Inhibition of LTB4 production by AdA in neutrophils. Reduction in LTB4 and 5-HETE levels upon AdA treatment in human neutrophils and macrophages.
Reduced Chemoattractant Capacity of AdA-Exposed Neutrophils:
AdA-treated neutrophils exhibited diminished chemoattractant ability, significantly reducing their migration toward LTB4 and supernatants from stimulated neutrophils, indicating a potential reduction in inflammation propagation.
Impaired neutrophil migration toward supernatants from AdA-treated neutrophils.
Enhanced Macrophage Phagocytosis by AdA:
AdA significantly increased the phagocytic activity of macrophages, including both zymosan particles and apoptotic cells, suggesting an enhanced resolution of inflammation.

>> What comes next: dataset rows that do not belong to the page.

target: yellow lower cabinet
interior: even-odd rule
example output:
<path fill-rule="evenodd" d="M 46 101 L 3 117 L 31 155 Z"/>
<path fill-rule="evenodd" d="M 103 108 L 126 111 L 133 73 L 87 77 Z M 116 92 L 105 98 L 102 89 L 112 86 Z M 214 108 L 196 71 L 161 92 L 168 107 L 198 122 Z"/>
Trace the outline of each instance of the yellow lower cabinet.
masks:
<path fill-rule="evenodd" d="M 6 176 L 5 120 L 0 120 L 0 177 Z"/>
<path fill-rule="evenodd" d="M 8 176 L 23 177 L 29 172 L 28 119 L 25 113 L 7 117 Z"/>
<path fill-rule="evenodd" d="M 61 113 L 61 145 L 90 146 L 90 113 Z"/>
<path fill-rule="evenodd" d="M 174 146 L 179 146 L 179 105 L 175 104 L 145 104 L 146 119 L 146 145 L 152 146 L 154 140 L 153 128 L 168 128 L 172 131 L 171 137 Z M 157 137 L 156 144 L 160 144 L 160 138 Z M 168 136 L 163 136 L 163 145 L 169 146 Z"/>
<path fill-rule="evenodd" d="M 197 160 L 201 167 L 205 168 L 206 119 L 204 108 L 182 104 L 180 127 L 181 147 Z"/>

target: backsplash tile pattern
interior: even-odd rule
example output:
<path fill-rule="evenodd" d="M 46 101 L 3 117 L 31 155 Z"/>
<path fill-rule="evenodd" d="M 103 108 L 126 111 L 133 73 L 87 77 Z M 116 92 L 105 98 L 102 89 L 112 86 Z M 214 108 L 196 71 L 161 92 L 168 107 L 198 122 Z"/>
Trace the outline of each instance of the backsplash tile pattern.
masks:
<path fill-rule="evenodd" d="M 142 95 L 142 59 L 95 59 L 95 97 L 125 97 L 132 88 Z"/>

AdA Uptake and Lipid Reservoirs in Neutrophils:
AdA was found to be internalized by neutrophils and stored in various lipid reservoirs, primarily cholesteryl esters, and to a lesser extent in phosphatidylcholines (PCs), diacylglycerides (DAGs), and triglycerides (TAGs). No significant rearrangement of AA in these lipid compartments was observed, suggesting that AdA modulates AA release by other mechanisms.
AdA accumulation in neutrophil lipid reservoirs post-treatment.
AdA Reduces Severity of Neutrophil-Mediated Experimental Arthritis
In an experimental arthritis model, AdA treatment led to a significant reduction in arthritis severity, correlated with lower levels of anti-G6PI antibodies, indicating its potential therapeutic effects in inflammatory diseases.